OZ.by — не только книжный магазин

Анатолий ПРИВАЛОВ


ТЫ РАЗБУДИЛ МЕНЯ

Рассказ

Кто знает, насколько сопоставимы два года и два дня?

За два года работы без отпуска удалось ему вырваться в Ленинград лишь на эти два дня, и были они первомайским праздником, суматошной отрадой и болезненным ощущением изменившегося себя. В бессонную кутерьму смешались лица, звонки, улицы, такси, объятия, застолья. Казалось: проснись — не выдержишь!
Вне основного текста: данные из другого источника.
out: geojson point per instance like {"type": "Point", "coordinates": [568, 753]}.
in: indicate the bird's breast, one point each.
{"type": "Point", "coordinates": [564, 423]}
Когда же свалился на Олега этот непредставимый семимесячный отпуск, оказался он в лёгкой шоковой растерянности. Куда сначала: к дочке? к родителям? к друзьям? Но ведь бывает и так, что человек устаёт, устаёт выгребать на стремнине, когда ему становится необходимо просто расслабиться. И зачем принуждать себя сравнивать и выбирать? Улетая с севера, Питера не минуешь. Значит, решено: сначала к Ленинграду. За пять лет он стал родным, вошедшим в душу и отобравшим долгую сердечную привязанность. В нём теперь жили брат и сестра Олега, жили друзья, жили замечательно незабвенные Нина Михайловна и Анатолий Алексеевич. Только где остановиться? У брата ребёнок грудной, сестра в общежитии. А-а... Наташка свой человек, что-нибудь придумает. Интересно, какая она теперь. Повзрослела? О, да ей никак уже двадцать один! Эх, пролетело времечко, полысело темечко, как говорили древние греки. Вот обрадуется, чудачка. Столько не виделись, и такой сюрприз. Медсестрит, конечно, по-прежнему. Но теперь-то ей не надо мелочь свою в кафешке трясти. Да, Наталья, четвёртый механик — это не стриженый курсантик: отпускных и отгульных не одна тысяча. Ты у меня ахнешь! Прикидываться не буду, были женщины, были, да тебе-то что с этого? Жаль, в тот прилёт не позвонил даже, закрутился. Нет, здорово всё-таки как с неба свалиться, порадовать девчонку. Эй, корешок, так с неба и получится! Вообще-то она от одного звонка ошалеет. Ну, братцы-ленинградцы, даёшь Питер!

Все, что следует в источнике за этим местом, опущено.